Xbox 360 Launches as the New Console Standard

The next console generation starts today, and Microsoft wants the Xbox 360 to own the living room before anyone else gets there.

The next console generation starts today, and Microsoft wants the Xbox 360 to own the living room before anyone else gets there.

The Xbox 360 launches in North America with a lineup Microsoft is calling the strongest launch in console history. The company announced 18 games and 13 accessories for launch, giving early buyers more than just new hardware to set up under the television. The system arrives in time for Thanksgiving break, holiday shopping and the long stretch of winter nights when new games can take over a house.

The day-one games cover the categories students already argue about: sports, racing, shooters and action. Microsoft’s launch list includes Madden NFL 06, NBA 2K6, Project Gotham Racing 3, Perfect Dark Zero, Call of Duty 2, Need for Speed Most Wanted and Tony Hawk’s American Wasteland. For anyone trying to decide whether the console is worth the money, the pitch is clear: the system has something ready for almost every kind of player.

Xbox Live is also a major part of the launch. Microsoft says Xbox Live retail offerings are available alongside the console, including Gold membership packs with headsets and Arcade content. That matters because console gaming is becoming less about who can come over after school and more about who is online after homework. The new system is built around that expectation.

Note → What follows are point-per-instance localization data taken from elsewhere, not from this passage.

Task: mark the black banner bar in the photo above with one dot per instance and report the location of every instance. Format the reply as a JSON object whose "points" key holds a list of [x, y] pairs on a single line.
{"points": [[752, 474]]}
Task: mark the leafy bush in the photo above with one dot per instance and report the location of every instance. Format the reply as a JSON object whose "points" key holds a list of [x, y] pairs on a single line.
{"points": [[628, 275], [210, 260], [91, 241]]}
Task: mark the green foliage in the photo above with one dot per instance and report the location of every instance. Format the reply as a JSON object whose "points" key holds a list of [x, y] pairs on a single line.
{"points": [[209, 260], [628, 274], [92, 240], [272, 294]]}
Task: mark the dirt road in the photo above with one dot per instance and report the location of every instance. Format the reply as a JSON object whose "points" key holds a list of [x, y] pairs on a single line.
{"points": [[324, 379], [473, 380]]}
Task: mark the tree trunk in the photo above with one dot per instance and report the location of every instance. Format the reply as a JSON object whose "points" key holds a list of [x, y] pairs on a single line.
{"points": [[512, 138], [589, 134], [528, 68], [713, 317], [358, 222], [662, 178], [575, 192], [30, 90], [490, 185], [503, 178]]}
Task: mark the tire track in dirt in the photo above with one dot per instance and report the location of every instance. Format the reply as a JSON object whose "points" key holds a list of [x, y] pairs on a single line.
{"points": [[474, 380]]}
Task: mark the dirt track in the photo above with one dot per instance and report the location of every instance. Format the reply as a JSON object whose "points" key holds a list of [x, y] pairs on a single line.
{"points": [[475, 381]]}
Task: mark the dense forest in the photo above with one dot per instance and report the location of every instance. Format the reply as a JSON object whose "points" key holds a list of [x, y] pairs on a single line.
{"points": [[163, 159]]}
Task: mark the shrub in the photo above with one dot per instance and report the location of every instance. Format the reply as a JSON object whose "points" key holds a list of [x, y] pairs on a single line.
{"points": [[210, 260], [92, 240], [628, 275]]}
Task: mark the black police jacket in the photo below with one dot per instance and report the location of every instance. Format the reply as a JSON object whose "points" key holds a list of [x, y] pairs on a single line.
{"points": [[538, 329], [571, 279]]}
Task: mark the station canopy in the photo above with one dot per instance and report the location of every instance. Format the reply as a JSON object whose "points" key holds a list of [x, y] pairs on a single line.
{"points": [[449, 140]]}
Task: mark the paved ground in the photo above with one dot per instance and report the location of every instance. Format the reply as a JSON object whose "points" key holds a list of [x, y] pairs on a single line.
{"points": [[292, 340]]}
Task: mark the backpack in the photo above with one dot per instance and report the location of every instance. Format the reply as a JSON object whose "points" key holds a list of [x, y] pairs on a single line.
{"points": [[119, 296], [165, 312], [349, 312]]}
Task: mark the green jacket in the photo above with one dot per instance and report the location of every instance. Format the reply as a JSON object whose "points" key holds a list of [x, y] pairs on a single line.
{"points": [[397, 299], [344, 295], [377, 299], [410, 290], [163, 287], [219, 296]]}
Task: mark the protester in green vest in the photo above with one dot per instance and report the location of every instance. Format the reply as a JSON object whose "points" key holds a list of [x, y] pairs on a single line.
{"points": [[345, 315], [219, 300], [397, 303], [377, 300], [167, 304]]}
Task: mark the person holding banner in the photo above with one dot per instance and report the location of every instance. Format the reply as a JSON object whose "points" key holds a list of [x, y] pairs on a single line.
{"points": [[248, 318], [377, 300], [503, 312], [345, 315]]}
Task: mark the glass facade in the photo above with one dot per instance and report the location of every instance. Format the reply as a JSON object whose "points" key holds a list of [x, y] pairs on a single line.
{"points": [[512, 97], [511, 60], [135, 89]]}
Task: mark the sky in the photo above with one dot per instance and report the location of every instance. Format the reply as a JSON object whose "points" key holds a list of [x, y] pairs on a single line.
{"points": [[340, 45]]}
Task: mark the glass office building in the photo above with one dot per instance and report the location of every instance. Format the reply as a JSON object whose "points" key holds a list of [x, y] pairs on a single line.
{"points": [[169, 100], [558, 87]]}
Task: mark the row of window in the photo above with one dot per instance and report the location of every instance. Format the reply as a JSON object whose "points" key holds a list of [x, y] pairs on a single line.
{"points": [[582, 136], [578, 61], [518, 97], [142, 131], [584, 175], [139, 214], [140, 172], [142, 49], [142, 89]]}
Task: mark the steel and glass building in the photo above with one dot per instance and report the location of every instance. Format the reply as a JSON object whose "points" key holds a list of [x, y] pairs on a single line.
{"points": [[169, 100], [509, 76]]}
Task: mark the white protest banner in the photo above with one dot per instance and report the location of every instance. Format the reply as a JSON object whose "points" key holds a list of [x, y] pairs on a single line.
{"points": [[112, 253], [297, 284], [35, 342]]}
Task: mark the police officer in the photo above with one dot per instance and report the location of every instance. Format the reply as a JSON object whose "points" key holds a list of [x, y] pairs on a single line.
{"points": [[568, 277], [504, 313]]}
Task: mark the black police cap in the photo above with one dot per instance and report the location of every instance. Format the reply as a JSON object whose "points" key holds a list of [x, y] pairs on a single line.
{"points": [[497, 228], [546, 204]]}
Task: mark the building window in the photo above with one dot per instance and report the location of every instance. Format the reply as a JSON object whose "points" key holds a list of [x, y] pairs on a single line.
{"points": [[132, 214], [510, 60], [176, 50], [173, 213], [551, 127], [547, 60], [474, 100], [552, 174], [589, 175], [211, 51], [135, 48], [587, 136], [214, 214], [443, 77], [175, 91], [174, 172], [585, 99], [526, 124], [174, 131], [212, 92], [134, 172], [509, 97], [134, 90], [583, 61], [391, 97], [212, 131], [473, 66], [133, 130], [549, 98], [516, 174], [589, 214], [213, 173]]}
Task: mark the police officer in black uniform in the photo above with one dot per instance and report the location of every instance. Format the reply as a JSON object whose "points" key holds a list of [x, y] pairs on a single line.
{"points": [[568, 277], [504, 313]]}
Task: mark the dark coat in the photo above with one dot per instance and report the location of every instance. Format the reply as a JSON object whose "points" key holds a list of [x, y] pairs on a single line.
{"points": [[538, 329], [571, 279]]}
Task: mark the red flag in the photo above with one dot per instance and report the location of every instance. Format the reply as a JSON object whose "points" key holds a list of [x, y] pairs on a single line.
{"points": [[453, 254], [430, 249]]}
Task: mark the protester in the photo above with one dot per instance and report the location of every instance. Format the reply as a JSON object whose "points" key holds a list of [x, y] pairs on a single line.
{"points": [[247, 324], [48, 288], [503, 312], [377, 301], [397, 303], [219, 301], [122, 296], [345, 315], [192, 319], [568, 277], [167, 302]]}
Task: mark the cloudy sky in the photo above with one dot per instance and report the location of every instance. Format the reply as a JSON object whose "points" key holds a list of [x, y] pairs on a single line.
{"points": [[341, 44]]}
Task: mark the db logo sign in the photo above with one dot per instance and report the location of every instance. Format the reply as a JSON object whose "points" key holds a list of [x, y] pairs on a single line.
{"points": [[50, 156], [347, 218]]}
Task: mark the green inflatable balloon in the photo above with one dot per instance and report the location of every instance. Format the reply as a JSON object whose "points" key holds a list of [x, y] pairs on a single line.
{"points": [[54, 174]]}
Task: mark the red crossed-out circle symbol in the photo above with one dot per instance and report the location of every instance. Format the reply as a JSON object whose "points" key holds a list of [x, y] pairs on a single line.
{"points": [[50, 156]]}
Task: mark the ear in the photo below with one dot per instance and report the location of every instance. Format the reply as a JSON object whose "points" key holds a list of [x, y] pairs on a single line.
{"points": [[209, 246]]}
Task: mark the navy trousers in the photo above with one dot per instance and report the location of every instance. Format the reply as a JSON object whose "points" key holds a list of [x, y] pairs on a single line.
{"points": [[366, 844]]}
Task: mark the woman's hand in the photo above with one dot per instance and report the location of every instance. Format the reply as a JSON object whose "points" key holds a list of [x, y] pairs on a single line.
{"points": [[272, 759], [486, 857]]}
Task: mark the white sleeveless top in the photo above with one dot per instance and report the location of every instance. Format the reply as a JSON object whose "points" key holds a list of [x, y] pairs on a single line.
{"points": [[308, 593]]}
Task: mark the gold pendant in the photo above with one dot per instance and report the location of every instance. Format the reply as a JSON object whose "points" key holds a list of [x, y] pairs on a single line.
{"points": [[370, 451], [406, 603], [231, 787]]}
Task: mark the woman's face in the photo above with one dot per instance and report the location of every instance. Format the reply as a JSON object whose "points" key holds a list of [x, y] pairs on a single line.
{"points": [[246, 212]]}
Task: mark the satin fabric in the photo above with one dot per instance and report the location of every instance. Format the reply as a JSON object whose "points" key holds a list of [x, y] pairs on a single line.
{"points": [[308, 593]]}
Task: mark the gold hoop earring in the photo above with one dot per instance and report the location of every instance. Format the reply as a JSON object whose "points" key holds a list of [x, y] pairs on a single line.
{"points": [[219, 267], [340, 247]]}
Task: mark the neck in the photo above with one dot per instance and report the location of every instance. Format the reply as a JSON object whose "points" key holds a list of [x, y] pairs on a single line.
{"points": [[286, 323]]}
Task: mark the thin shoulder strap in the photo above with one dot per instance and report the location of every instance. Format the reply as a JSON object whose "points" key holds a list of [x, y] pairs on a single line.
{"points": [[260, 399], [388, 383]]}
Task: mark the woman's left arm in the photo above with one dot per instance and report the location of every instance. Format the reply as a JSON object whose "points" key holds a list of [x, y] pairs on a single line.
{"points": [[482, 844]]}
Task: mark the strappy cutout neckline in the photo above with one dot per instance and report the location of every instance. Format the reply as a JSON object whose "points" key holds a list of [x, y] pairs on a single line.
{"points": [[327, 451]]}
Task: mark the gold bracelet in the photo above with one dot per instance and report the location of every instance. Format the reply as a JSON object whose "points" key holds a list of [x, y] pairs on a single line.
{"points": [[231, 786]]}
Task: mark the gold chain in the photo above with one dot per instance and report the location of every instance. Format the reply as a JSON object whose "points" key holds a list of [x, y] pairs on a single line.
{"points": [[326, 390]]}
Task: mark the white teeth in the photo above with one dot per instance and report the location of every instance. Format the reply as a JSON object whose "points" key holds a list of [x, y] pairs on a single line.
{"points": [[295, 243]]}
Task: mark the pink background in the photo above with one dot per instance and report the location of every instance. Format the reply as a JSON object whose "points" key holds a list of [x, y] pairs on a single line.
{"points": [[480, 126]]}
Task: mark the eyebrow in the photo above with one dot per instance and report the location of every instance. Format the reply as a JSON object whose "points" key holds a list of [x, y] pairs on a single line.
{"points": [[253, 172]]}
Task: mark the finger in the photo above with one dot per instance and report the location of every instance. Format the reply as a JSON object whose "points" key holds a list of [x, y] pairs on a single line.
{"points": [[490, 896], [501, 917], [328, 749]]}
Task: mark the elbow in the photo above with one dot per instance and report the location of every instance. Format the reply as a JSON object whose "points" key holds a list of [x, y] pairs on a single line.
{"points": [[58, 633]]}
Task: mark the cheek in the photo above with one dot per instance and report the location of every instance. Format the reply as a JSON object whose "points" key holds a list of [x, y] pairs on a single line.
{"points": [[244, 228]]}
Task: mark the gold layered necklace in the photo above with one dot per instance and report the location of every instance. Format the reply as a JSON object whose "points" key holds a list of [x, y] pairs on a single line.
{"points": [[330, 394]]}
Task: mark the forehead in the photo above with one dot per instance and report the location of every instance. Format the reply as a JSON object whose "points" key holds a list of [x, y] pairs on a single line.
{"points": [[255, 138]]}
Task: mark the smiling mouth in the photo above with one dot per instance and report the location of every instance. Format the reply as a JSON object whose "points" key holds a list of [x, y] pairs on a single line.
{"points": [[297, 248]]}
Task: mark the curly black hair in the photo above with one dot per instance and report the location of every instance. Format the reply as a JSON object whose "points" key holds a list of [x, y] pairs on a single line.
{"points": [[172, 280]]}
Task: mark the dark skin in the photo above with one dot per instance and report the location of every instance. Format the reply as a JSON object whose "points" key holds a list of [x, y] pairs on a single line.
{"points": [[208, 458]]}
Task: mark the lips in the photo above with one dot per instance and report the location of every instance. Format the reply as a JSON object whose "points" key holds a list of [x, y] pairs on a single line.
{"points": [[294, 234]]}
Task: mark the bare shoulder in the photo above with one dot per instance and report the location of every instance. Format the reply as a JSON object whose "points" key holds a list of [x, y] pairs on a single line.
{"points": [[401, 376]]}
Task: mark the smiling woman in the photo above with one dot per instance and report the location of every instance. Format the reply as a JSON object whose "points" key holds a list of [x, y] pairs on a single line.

For Piper students, the Xbox 360 will probably arrive in waves. A few classmates will get one immediately. More will spend the next month lobbying parents before the holidays. Everyone else will ask who has played it, how the graphics look and whether the new controllers feel right.

The launch also raises the stakes for living-room bragging rights. Sony and Nintendo are still preparing their next systems, but Microsoft is first out of the gate. That gives the Xbox 360 a full holiday season to become the machine students associate with high-definition games, online play and the next phase after the original Xbox.

Today, the question changes from whether the next generation is coming to who already has it plugged in.